I agree that removing McMurdo and/or Scott_Base changes how strongly other stations are represented in TTLS PCs/EOFs 1-3. Judging by station weights in svd(C)$v, the main changes are in TTLS PCs 2 & 3. However, I think the exact reasons for the effect of removing McMurdo and/or Scott_Base are not that straightforward to understand. Removing both stations reduces the slope of TTLS PC2(EOF2) by about 25%. That is what, mainly via its effect on AVHRR PC1 (which carries much the highest weight) has the most effect towards reducing the average reconstruction trend (the unspliced trend with RegEM fixed for the CovRes problem goes from 0.0936 to 0.0409 on removing both stations). Their removal also hugely changes the weights of AVHRR PC3 on all the TTLS PCs (reversing the sign of two of them), but that only reduces the average reconstruction trend by about 0.011. McMurdo and Scott_Base seem to be the only long record stations with a significant -ve correlation with AVHRR PCs 1&2 and a significantly +ve correlation with AVHRR PC3 (on actual data), which I suspect is, in conjunction with their high 1957-1981 temperature trend, is the key to their peculiarly powerful effect on the reconstruction. Why increasing their weights also reduces the average reconstruction trend I do find difficult to understand. I have found that changing the weights of some other stations by relatively modest amounts also has extremely non-linear effects on the average reconstruction trend.

## Nic L said

#7

I have now updated my script to correct the CovRes error in Steve M’s RegEM script spotted by Ryan O and rerun everything. None of the results changes materially, other than that in all cases the trends now come out a bit lower, and the effect of removing McMurdo and Scott_Base is very slightly less dramatic than before. All the conclusions stand. I am emailing Jeff a copy of the revised note and asking him to add a link to the Word document.

## Ryan O said

#27 Excellent!

## Nic L said

One thing that surprises me about the corrected base case reconstruction is how much lower the spliced trend is (at 0.111 C/decade, the same result as using Ryan’s corrected reconstruction script) than Steig’s result of 0.118. I have now run the corrected regem using the actual PCA’d satellite data that Steig seems to have used, as derived from prcomp on his archived reconstruction from 1982-2006, along with Steve M’s archived surface station data. The result is a spliced trend of 0.120, close to Steig’s result. Changes in surface station data between Steig downloading it and Steve M archiving it could account for the remaining difference.

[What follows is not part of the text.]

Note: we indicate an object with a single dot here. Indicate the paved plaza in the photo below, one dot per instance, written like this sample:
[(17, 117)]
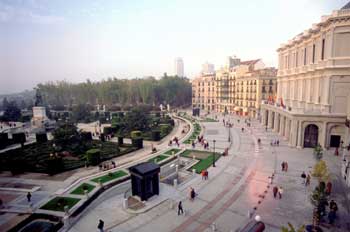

What this appears to show is that the cloud masked AVHRR satellite data as archived by Steig is significantly different from the satellite data that he actually used in his main satellite based reconstruction.

## Jeff Id said

#29,

I don’t believe they are the same dataset and was suspicious since the reconstruction PC’s don’t match the sat PC’s very well. Don’t forget, the data took a long time to release after the paper was published.

## Layman Lurker said

Nic, Jeff….Is it reasonable to speculate that the processed data vis a vis cloud masking (which dominates the AVHRR data as used by Steig) could degrade the true HF correlations? If so this would seem to have obvious implications for Steig’s results given the sensitivity shown by Nic.